Public Act 98-0183 says: “It shall be unlawful for any person having control over harvested game mammals, game birds or migratory game birds for which there is a bag limit to wantonly waste or destroy the usable meat of the game.”
The law defines usable meat as “the breast meat of a game bird or migratory game bird and the hind ham and front shoulders of a game mammal.”
“It shall be unlawful for a person to place, leave, dump or abandon a wildlife carcass or parts of it along or upon a public right-of-way or highway or on public or private property, including a waterway or stream, without the permission of the owner or tenant.”
There are exceptions, such as animals killed under Section 2.37 of the wildlife code. Subject to the Illinois Endangered Species Act, the DNR “may authorize owners and tenants of lands or their agents to remove or destroy any wild bird or wild mammal when the wild bird or wild mammal is known to be destroying property or causing a risk to human health or safety upon his or her land.”
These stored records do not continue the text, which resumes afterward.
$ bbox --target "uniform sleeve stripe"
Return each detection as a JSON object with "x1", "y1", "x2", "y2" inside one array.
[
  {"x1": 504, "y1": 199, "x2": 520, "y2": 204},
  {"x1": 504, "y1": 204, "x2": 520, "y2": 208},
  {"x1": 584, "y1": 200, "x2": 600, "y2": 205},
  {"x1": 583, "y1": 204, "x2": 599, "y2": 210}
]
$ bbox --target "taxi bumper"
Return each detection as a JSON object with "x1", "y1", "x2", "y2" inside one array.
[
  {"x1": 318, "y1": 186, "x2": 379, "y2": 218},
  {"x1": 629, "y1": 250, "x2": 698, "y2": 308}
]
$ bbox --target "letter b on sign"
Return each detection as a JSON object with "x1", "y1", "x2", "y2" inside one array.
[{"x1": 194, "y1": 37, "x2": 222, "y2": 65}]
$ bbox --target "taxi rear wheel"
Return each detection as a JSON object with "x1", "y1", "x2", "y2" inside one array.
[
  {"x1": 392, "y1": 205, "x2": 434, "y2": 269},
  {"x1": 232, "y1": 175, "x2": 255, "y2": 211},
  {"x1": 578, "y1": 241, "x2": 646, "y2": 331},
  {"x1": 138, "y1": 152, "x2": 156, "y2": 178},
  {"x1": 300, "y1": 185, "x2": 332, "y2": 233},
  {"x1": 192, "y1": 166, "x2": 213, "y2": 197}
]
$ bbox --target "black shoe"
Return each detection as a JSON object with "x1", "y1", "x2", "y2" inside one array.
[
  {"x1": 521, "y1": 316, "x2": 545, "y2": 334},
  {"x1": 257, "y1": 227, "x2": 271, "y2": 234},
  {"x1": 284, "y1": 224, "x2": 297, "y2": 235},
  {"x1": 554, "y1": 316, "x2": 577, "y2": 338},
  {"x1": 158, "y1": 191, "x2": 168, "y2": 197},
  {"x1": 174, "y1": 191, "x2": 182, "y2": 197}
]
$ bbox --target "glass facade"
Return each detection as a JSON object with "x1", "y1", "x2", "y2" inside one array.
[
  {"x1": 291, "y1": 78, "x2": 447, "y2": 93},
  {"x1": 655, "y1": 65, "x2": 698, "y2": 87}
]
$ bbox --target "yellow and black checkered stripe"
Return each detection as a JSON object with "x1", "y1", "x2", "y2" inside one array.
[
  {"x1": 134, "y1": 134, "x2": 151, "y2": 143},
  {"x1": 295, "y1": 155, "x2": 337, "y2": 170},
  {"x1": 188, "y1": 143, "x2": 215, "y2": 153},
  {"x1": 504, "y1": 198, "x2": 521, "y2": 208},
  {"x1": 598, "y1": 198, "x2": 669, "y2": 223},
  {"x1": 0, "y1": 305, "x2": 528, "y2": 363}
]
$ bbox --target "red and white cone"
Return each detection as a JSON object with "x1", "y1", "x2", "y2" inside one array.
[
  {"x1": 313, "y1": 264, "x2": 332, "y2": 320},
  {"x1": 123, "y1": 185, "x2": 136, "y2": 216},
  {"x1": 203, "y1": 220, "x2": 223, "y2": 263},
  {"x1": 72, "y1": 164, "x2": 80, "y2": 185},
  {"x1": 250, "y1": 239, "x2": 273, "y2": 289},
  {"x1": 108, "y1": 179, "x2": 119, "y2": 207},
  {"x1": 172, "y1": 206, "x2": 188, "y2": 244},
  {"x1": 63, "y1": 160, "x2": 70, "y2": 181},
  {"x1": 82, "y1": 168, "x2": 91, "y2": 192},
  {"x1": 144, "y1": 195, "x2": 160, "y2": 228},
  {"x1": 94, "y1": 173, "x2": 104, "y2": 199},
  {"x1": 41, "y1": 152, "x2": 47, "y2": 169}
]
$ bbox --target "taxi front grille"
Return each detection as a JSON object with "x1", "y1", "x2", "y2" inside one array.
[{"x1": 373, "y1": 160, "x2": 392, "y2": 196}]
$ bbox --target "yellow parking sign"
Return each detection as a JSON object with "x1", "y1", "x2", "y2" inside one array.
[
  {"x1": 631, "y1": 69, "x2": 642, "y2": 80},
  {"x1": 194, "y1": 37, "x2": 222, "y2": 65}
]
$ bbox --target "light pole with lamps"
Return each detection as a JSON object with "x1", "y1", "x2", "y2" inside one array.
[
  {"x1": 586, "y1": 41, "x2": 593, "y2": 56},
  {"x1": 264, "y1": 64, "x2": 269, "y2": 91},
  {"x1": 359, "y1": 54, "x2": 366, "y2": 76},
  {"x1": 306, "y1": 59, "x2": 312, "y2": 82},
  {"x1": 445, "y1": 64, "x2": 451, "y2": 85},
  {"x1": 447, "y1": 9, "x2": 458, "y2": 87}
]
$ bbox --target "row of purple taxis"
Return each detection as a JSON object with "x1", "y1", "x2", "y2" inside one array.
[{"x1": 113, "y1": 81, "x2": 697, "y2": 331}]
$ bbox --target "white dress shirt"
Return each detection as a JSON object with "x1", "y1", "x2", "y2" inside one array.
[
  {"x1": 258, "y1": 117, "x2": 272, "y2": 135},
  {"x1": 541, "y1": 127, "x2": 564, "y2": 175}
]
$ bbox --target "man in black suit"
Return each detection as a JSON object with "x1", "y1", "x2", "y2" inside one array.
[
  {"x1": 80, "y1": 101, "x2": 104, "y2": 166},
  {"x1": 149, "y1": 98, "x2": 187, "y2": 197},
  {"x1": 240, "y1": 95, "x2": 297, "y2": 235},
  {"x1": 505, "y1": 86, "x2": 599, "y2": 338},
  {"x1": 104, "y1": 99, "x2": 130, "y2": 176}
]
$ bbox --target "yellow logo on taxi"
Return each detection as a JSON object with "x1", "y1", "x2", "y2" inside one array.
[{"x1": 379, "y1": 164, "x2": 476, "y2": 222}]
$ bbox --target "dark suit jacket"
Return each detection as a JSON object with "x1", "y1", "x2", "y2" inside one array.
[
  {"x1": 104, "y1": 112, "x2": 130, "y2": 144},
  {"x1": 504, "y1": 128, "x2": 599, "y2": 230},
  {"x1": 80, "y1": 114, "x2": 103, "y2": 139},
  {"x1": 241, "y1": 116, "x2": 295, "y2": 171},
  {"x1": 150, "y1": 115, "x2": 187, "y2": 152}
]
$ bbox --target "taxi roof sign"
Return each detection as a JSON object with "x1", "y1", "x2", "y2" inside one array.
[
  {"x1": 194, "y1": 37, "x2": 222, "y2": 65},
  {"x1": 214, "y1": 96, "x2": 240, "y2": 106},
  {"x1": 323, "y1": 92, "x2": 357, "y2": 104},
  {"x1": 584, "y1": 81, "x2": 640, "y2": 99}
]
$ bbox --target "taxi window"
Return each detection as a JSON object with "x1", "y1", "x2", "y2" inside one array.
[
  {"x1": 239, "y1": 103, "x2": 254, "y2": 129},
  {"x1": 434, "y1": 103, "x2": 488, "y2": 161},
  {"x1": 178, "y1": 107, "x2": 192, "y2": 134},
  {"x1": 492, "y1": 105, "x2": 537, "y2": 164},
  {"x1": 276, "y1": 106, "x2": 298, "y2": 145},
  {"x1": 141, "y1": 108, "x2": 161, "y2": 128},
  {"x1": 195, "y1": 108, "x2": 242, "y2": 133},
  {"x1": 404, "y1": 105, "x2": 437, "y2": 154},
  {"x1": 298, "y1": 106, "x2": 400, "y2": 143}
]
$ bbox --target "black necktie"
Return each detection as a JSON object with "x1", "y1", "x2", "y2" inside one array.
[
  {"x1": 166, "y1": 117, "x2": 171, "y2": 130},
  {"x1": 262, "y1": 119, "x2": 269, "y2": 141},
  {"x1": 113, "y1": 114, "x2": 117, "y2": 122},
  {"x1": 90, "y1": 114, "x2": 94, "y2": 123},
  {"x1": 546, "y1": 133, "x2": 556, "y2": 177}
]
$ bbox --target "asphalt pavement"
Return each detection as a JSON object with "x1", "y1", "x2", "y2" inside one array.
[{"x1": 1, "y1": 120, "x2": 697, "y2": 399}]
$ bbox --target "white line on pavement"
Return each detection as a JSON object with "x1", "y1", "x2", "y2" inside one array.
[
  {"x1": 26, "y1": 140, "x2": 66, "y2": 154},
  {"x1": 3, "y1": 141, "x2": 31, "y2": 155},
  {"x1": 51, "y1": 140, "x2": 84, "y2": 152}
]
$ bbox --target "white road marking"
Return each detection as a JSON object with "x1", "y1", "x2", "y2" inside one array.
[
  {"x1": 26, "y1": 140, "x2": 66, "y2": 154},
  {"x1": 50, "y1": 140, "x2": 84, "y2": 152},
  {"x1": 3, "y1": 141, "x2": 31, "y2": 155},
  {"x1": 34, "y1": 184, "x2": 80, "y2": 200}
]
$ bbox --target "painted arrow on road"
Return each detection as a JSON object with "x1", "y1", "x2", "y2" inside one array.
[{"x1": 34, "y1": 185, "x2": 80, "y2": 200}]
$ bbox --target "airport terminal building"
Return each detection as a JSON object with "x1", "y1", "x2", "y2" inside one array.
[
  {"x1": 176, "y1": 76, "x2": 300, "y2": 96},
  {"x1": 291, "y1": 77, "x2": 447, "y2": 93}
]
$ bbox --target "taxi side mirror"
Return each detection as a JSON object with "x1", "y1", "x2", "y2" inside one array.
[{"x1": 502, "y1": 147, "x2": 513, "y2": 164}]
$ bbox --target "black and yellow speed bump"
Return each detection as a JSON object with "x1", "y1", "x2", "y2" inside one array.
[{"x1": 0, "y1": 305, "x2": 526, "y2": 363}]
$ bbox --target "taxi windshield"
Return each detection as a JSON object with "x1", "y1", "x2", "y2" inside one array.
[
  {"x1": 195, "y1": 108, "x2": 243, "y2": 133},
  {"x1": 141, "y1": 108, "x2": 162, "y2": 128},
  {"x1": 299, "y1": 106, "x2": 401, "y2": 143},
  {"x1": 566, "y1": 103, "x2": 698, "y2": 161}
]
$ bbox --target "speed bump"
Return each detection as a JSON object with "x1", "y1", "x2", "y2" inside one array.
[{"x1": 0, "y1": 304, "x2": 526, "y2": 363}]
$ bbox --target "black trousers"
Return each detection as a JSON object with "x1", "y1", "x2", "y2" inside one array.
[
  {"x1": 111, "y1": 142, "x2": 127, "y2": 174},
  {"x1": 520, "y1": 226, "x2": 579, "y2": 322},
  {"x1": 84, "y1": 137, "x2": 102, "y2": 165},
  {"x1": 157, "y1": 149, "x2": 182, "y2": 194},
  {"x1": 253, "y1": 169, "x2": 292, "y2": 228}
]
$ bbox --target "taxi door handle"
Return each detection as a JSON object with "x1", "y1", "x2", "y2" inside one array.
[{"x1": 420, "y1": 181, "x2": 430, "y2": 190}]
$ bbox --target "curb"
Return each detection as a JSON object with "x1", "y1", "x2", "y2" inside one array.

The other exception is under Section 3.22, which allows the DNR to permit the capture, banding or collecting of wildlife and to salvage dead or crippled wildlife for scientific purposes.
Here are three other new laws that take effect Jan. 1:
Mini Lacey Act — Public Act 98-0119 prohibits possession of wildlife or parts of wildlife that were taken in a manner that is illegal in the territory where the animal was taken. “It shall be unlawful to possess any species of wildlife or wildlife parts taken unlawfully in Illinois, any other state, or any other country, whether or not the wildlife or wildlife parts are indigenous to Illinois.” The statute of limitations for unlawful possession of wildlife or parts is 2 years.
Frazier said this amendment provides a kind of “mini” Lacey Act, which is a federal law that prohibits transporting illegally-taken game across state lines.
For example, the federal Lacey Act prohibits transporting an animal to Illinois that was killed or taken illegally in another state. The new state law also prohibits possession of that animal in Illinois, Frazier said.
Drunken boating — Public Act 98-0103 mandates chemical testing of a driver following a boating accident that results in personal injury or death. It authorizes suspension of a person's driver's license for operating a watercraft under the influence of alcohol or other intoxicating compounds. It provides that any person operating a watercraft involved in an accident shall be deemed to have given consent to the chemical testing of their blood, breath. An operator that refuses testing, or submits to testing that indicates a blood alcohol content of 0.08 percent or other drugs or intoxicating compounds, can have their driver's license suspended.
Commercial fishing licenses — Public Act 98-0336 provides that a commercial fisherman shall obtain a sport fishing license in addition to a commercial fishing license, and an individual assisting a licensed commercial fisherman also must obtain a sport fishing license. This law also provides that licensed commercial fishermen who wish to use their watercraft as a primary collection device for commercial fishes must first obtain a commercial watercraft device tag, and all watercraft used as a primary collection device must be legally licensed by the state and be in compliance with all Coast Guard boating regulations. An exemption is any person who takes Asian carp by the aid of a boat for non-commercial purposes.